Sono caratteristiche particolarmente interessanti nelle regioni mediterranee, dove durante l’estate le temperature possono essere molto elevate e mantenere artificialmente una vegetazione bisognosa di grandi quantità d’acqua avrebbe costi importanti. A questo si aggiunge la capacità dell’arbusto di sviluppare una vegetazione fitta e raggiungere anche alcuni metri d’altezza. In altre parole, offre contemporaneamente resistenza e capacità schermante senza richiedere cure paragonabili a quelle di specie più delicate.

Non mancano gli svantaggi

La presenza degli oleandri lungo le strade richiede comunque manutenzione. Una siepe troppo sviluppata può avvicinarsi eccessivamente alla carreggiata, mentre rami non correttamente potati possono arrivare a interferire con il passaggio dei veicoli.

Una vegetazione molto fitta può inoltre ridurre la visuale laterale e accentuare il cosiddetto effetto tunnel, ossia la sensazione che lo spazio stradale sia più stretto. Alle alte velocità il campo visivo del conducente tende già naturalmente a restringersi, rendendo particolarmente importante una corretta gestione della vegetazione circostante. Anche animali eventualmente nascosti dalla siepe possono diventare visibili soltanto pochi istanti prima di raggiungere la carreggiata.
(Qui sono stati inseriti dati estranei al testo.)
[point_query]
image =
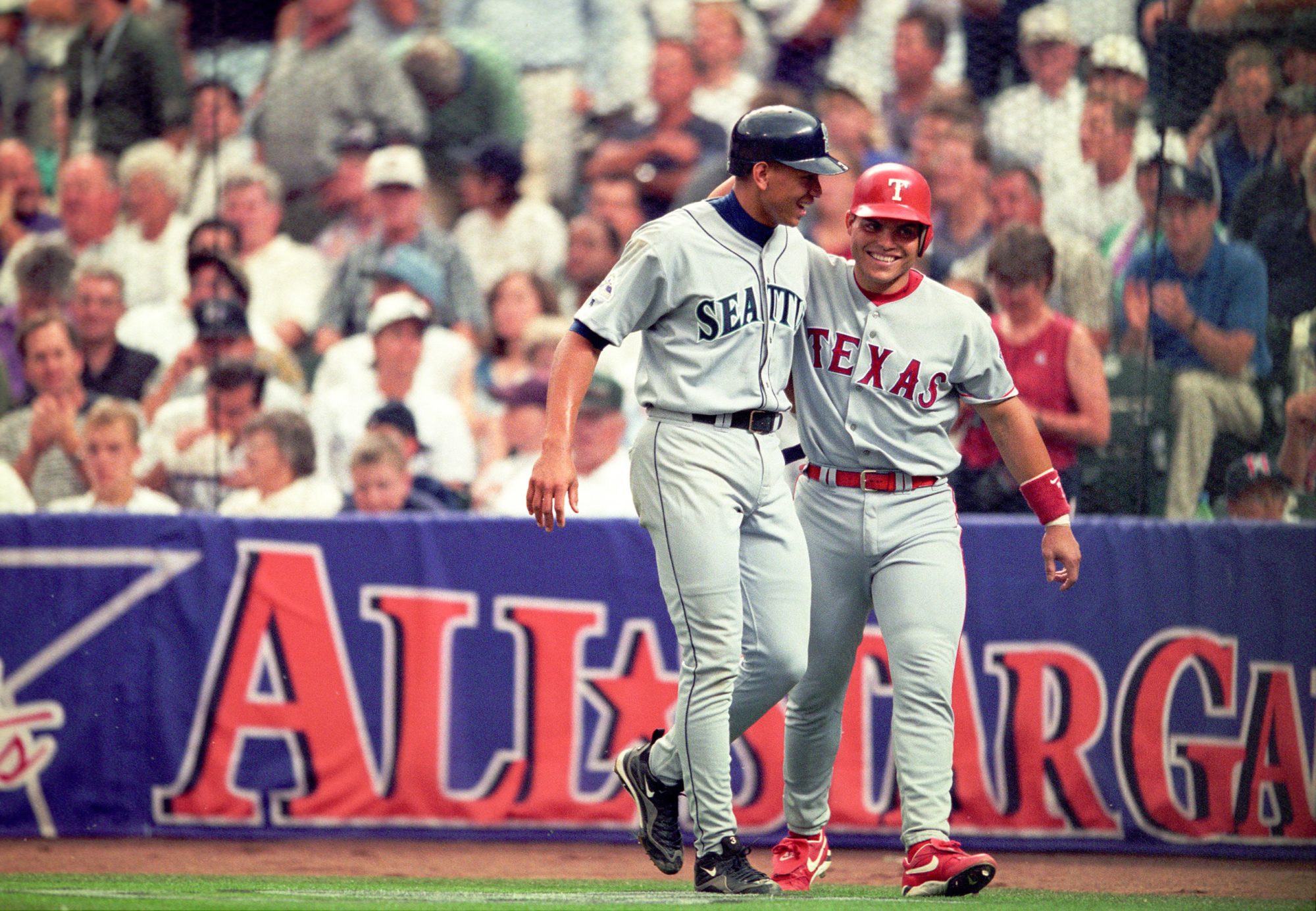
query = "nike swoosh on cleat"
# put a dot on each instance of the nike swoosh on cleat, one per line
(927, 868)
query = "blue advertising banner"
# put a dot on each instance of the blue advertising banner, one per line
(209, 677)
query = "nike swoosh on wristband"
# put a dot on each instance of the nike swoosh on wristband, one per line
(927, 868)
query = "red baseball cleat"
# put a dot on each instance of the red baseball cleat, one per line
(797, 862)
(942, 868)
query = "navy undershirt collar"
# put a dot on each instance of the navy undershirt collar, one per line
(740, 220)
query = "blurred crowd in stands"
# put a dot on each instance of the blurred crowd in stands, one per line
(314, 257)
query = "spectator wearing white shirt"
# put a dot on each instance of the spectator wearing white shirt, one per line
(191, 451)
(1026, 120)
(726, 89)
(593, 251)
(395, 422)
(340, 415)
(281, 462)
(14, 494)
(1103, 195)
(444, 353)
(919, 51)
(215, 147)
(397, 182)
(520, 430)
(603, 465)
(502, 231)
(1081, 289)
(345, 198)
(151, 244)
(289, 280)
(110, 448)
(89, 207)
(381, 481)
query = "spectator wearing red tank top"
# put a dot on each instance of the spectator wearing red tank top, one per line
(1056, 366)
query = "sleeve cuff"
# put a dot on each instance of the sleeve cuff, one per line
(590, 335)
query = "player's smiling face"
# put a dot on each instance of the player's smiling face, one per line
(884, 252)
(788, 193)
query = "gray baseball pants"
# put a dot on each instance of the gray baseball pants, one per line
(735, 574)
(899, 554)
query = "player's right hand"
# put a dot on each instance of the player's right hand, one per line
(1060, 547)
(553, 485)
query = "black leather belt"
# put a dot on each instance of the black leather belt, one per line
(753, 420)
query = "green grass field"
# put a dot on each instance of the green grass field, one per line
(394, 894)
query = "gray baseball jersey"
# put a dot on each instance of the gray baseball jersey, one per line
(878, 385)
(719, 301)
(719, 311)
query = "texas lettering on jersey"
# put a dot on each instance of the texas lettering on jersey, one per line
(722, 316)
(842, 353)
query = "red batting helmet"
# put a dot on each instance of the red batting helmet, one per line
(894, 191)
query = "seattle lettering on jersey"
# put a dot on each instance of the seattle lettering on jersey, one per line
(840, 353)
(723, 316)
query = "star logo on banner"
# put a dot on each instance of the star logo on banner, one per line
(635, 695)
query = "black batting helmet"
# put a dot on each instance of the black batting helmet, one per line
(785, 135)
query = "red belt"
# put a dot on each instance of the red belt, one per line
(884, 482)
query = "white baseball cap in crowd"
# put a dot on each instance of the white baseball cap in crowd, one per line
(1119, 52)
(1048, 22)
(395, 166)
(397, 307)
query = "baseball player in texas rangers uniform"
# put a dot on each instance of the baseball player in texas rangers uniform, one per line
(718, 290)
(882, 365)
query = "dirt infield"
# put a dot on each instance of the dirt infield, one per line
(1130, 874)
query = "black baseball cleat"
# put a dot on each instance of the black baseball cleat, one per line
(730, 872)
(660, 815)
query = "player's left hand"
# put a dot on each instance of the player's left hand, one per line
(1060, 545)
(553, 486)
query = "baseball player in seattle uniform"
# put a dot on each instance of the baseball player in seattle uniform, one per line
(884, 361)
(718, 290)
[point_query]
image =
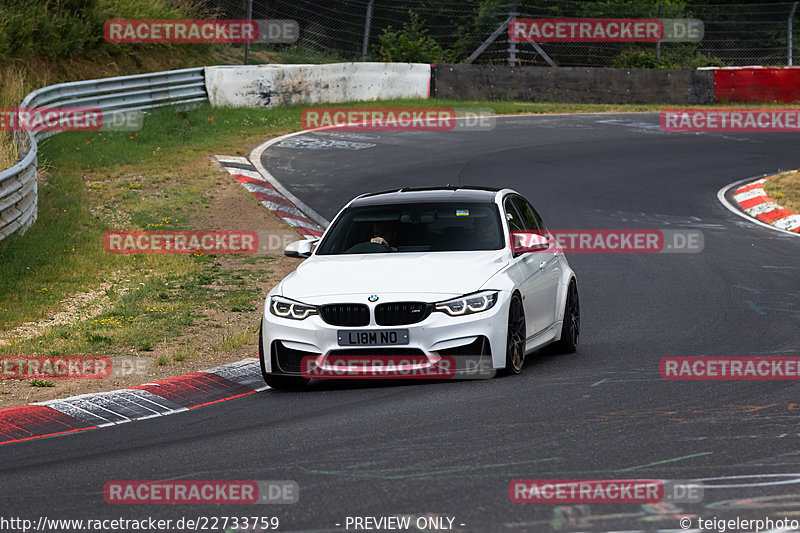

C’è anche il problema della tossicità

L’oleandro possiede infine una caratteristica che lo rende decisamente poco indicato per essere maneggiato senza precauzioni: è una pianta tossica. La sua collocazione negli spartitraffico limita però fortemente il contatto diretto con le persone. Proprio l’isolamento delle aree autostradali permette quindi di sfruttarne le caratteristiche botaniche mantenendolo lontano dagli spazi normalmente frequentati dal pubblico.

La prossima volta che si incontra una lunga fila di oleandri in autostrada, quindi, vale la pena osservarla con occhi diversi. Quei fiori non sono stati piantati soltanto per rendere più gradevole il viaggio: dietro quella siepe apparentemente ornamentale ci sono resistenza, visibilità e sicurezza, caratteristiche che spiegano perché l’oleandro sia diventato una presenza così comune lungo molte arterie stradali.